Ma lui di nuovo evitò di dargli retta. Sussurrò alcune parole e schioccò le dita, sentendo la familiare vena magica ripercuotersi suoi muscoli, riscaldare il corpo e condensarsi nelle mani. Il corpo gemette ancora, il fiato si condensò, e per un attimo lo stregone temette di aver esagerato, sottoponendosi a quella prova nelle sue condizioni. Ma come era arrivata, la sensazione di disagio svanì, mentre le fibre della stoffa che ancora teneva tra le mani si ricucivano, e il sangue scompariva, riportando la tunica al suo pervinca naturale.
«Molto meglio» esclamò lo stregone, mascherando il timore appena provato in un sorriso soddisfatto. Indossò la tunica, senza che Jord dicesse né facesse alcunché. Sentiva tutta la disapprovazione del chierico ripercuotersi su di lui come un'onda tangibile, ma ignorò anche quella, come aveva fatto con il resto. Quando si fu vestito, ed ebbe indossato anche gli stivali, si rivolse al compagno con apparente tranquillità. «Dove si tiene l'interrogatorio?»
Il chierico scosse il capo, con rassegnazione. «Nei nostri alloggi. Hanno portato lì i chierici per tenerli separati dal resto dell'equipaggio.»

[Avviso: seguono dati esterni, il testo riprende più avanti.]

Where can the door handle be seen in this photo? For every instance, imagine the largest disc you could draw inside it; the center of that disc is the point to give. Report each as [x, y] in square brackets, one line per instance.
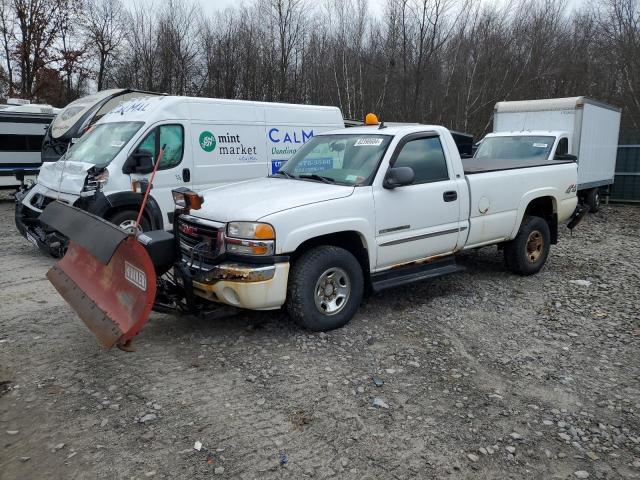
[450, 196]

«Be', gli è andata decisamente meglio che a me» disse Daniel, affiancando il compagno. «Almeno lì non si sente questa puzza terribile.» E cominciò a camminare verso l'uscita, tra i lamenti di chi, al contrario suo, ancora non aveva beneficiato delle cure del chierico.
«Daniel...» lo richiamò Jord, quando lui era già arrivato all'uscio.
Lo stregone si voltò. «Che c'è, Jord?»
L'altro lo guardò negli occhi, cercando sul suo volto tracce di rabbia. «Lo sai, vero, che è stato un incidente?» domandò, in un sussurro.
Anziché rispondere, lo stregone alzò le spalle. «Ci vediamo dopo. In bocca al lupo con quei feriti.» E lo lasciò lì, a domandarsi cosa sarebbe successo tra lui e Ben, da lì a poco.